I got this Optional String (non-null) for which I want to extract only the first word (in this case – username, out of an email address). What is the best way to do it with Optional, given the fact I can disregard everything after the delimiter ('@', in this case). I do not want a stream as a result, just a single string.

@NonNull private final Optional<String> email;

email.ifPresent(s -> myBuilder.set(UserName, s));

So an input for example: hello@domain.com

Desired results: hello

Tried in many ways but theres always some sort of limitation with this Optional string & streams. I am new to it so I'm sure there's something I don't understand properly.
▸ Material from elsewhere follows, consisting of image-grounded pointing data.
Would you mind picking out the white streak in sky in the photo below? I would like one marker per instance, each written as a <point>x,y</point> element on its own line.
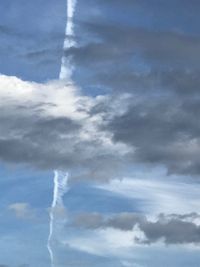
<point>60,188</point>
<point>66,64</point>
<point>60,178</point>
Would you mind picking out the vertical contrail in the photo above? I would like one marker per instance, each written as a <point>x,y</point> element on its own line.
<point>60,178</point>
<point>66,64</point>
<point>60,188</point>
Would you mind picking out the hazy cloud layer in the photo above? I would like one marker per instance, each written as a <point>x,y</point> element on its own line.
<point>170,229</point>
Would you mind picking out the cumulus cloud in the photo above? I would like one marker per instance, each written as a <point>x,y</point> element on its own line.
<point>51,126</point>
<point>54,126</point>
<point>171,228</point>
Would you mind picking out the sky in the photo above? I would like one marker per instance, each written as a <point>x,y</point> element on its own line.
<point>122,130</point>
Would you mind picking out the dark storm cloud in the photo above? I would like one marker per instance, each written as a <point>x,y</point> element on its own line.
<point>172,229</point>
<point>173,232</point>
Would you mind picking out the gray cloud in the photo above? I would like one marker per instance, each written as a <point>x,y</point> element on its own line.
<point>171,229</point>
<point>173,232</point>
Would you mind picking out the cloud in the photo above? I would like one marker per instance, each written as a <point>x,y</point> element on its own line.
<point>51,126</point>
<point>22,210</point>
<point>171,228</point>
<point>54,125</point>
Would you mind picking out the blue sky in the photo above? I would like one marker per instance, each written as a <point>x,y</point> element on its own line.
<point>125,126</point>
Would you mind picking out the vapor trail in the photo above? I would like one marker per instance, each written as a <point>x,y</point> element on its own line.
<point>66,64</point>
<point>60,178</point>
<point>60,188</point>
Optional<String> userName = Stream.of(email)
    .filter(Optional::isPresent)
    .map(Optional::get)
    .<What's next?>

Or

if (email.isPresent()) {
    Optional <String> userName = Pattern.compile("@").splitAsStream(email).toString();
}

Doesn't compile but I know it is wrong.

edit:

I looked up trim @domain.xxx from email leaving just username but it doesn't help me because this is not a regular string but Optional & streams. Also, I do not want to get an array of results but a single result

edit2:

if (email.isPresent()) {
    Optional<String> newAccountName = Arrays.stream(email.get().split("@")).findFirst();
}

Is this the right way to go?

Does this answer your question? [trim @domain.xxx from email leaving just username](https://stackoverflow.com/questions/10386025/trim-domain-xxx-from-email-leaving-just-username) — Joe, Nov 28 '22 at 11:45
"Tried in many ways" - how? Plese include your attempt. A simple `split` should do the trick. — f1sh, Nov 28 '22 at 11:46
@joe No because I know how to do it with a regular string, but not with Optional strings and streams, but thanks — Sonya gold, Nov 28 '22 at 11:50
@Sonyagold you are overcomplicating things. Just call `.get()` on the Optional, then work on the `String`. Use `split` on the `String`. — f1sh, Nov 28 '22 at 11:54
@f1sh Thanks, see edit2. Does it make sense to use Arrays.Stream? It does not compile otherwise — Sonya gold, Nov 28 '22 at 11:57
@Sonyagold you could just use `email.get().split("@")[0]`, but your approach with `Arrays.stream` and `findFirst` is cleaner because if the input does not contain a `@`, it gives you an empty `Optional` instead of throwing an `Exception`. — f1sh, Nov 28 '22 at 12:00
Since you never have more than one element, using Streams is pointless. Streams are designed to handle *sequences of elements*, not cases where it is guaranteed to have at most a single element. — MC Emperor, Nov 28 '22 at 12:16

Alexander Ivanchenko · Answer 1 · 2022-11-28T13:46:52.100

You don't need to generate a Stream.

Instead, you can make use of the String.replaceFirst(), which expects a regular expression and a replacing String, like that replaceFirst("@.*", ""), which will remove everything after an at sign @ (including @ itself).

email.ifPresent(
    s -> myBuilder.set(
        UserName,
        s.replaceFirst("@.*", ""))
    );

By the way, since you've specified email variable with private access modifier, obviously it's a field. Hence, it is worth to point out that having field of Optional type isn't very beneficial. The common practice is to unpack the optional before instantiating the object, rather than storing a potentially empty optional (for instance, in some cases it might make no sense to create a new domain object if the optional doesn't contain data, e.g. : user without email can not exist).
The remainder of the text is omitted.